Paytm Insider’s motto is “to make every day less everyday,” says Hitesh Pachpor, Technical Manager for the popular platform for buying event tickets in India. “The platform is driven by the fan that is inside of us, who wants to have the most hassle-free experience when booking tickets online.”
So when tickets for a big cricket match or a major music artist’s concert go on sale, the company’s DevOps/SRE team knows it has to be prepared for a big surge in traffic, which on any given day already tops 1 million hits.
The company, which started as an event management business in Mumbai four years ago, runs a homegrown AWS, Kubernetes, and Grafana stack. “Our goal is to make sure that the systems are always up, so that our users on the mobile and web apps always have access to the platform,” says DevOps Engineer Aayush Anand.
Challenges Caused by Growing Scale
But as the platform grew in scale, the team started running into problems.
In order to debug any issues with the platform that affected user experience, “we needed logs at all times,” says DevOps Engineer Piyush Baderia. “With our growing scale, the cost of our logging and monitoring stack was increasing along with our scale, which was not ideal for us.”
Secondly, during those spikes in traffic caused by big on-sale events, “the volume of logs would increase exponentially, as well as the log-drop rate and the time to buffer and ship logs,” says Baderia. “So an issue could be occurring for customers, but we were not aware of it or we were not able to debug it properly.”
“With the high volume of logs, scaling the Elastic cluster while controlling costs was very difficult,” he adds, “and often nodes would run out of memory, causing restarts and dropped logs.”
Perhaps most crucially, “we had no central place for all of our monitoring solutions,” says Baderia.
The team used different monitoring solutions for different services. Says Anand: “We had CloudWatch for logging our different applications that run within the AWS environment. Then we had our Kubernetes stack Prometheus monitoring, where we would track metrics such as the pod usage, CPU utilization, and such and such. And then we also had our application stack where we used ELK for tracing the application logs and for finding bugs and performance limitations of different services.”

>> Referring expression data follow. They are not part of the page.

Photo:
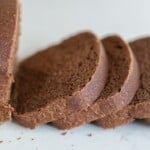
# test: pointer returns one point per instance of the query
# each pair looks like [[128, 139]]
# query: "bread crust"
[[9, 26], [113, 101], [139, 107], [79, 99]]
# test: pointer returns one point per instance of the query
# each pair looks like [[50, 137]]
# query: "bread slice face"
[[9, 30], [122, 83], [62, 79], [139, 108]]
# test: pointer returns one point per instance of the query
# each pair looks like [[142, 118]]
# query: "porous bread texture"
[[59, 80], [139, 108], [122, 83], [9, 26]]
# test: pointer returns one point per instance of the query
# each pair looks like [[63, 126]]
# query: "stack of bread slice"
[[83, 79]]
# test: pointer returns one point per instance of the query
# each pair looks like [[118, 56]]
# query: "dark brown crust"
[[140, 106], [113, 102], [79, 99], [9, 18]]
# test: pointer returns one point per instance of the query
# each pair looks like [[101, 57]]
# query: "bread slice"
[[122, 83], [9, 26], [60, 80], [140, 105]]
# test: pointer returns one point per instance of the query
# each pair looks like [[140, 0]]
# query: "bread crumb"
[[90, 134], [63, 133], [19, 138]]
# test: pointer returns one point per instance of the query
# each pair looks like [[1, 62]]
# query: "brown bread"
[[9, 26], [122, 83], [140, 106], [60, 80]]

As a result, “there were many different dashboards that you had to go to for looking at issues,” says Baderia. “It was becoming very difficult for us to correlate. And our alerts were not centralized at all. For a single issue, we would get three different alerts from three different places, which would also create a lot of noise and make it more difficult for us to debug those issues.”

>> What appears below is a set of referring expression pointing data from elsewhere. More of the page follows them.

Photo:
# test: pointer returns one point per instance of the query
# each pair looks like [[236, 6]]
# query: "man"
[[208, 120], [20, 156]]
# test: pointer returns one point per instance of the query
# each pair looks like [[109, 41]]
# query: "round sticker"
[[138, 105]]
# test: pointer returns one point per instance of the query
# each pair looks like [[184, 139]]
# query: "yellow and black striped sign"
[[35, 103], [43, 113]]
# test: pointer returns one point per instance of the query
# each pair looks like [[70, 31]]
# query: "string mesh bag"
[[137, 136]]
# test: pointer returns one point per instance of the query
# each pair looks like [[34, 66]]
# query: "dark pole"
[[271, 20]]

Finding a Centralized Solution
The team realized it needed a way to “map all these logs together so that they could make more sense and so that we could find the problems in our production environment in a much faster and smoother way,” says Anand.

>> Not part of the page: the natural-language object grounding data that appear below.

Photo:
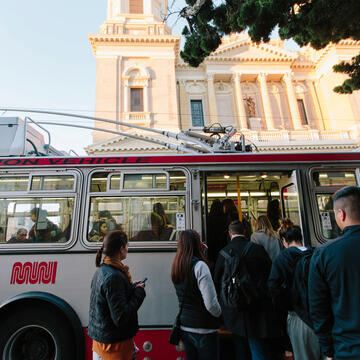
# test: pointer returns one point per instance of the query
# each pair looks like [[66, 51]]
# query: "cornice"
[[105, 39], [248, 59], [261, 46]]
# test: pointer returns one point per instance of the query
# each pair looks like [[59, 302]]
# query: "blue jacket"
[[334, 295], [114, 303]]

They were already using Grafana with Prometheus, and began to explore Loki. “We found out that with promtail, we can actually tail application logs and have the metrics for them in the same dashboard,” says Anand. “Using Loki deployed on Kubernetes with Grafana made sense to us.”
This solution was implemented around July 2019. “Loki was fairly easy to use and integrate into our stack,” says Baderia. “It comes with a default EBS store on AWS and has a good estimation of the resource usage and everything that we might need in the default Helm chart. But after looking through the docs and a couple of blogs, we figured that we can also use AWS DynamoDB (to store indices) and AWS S3 as a backend (to store logs), and that lets us scale horizontally as much as possible without actually worrying if our logging stack will go down.”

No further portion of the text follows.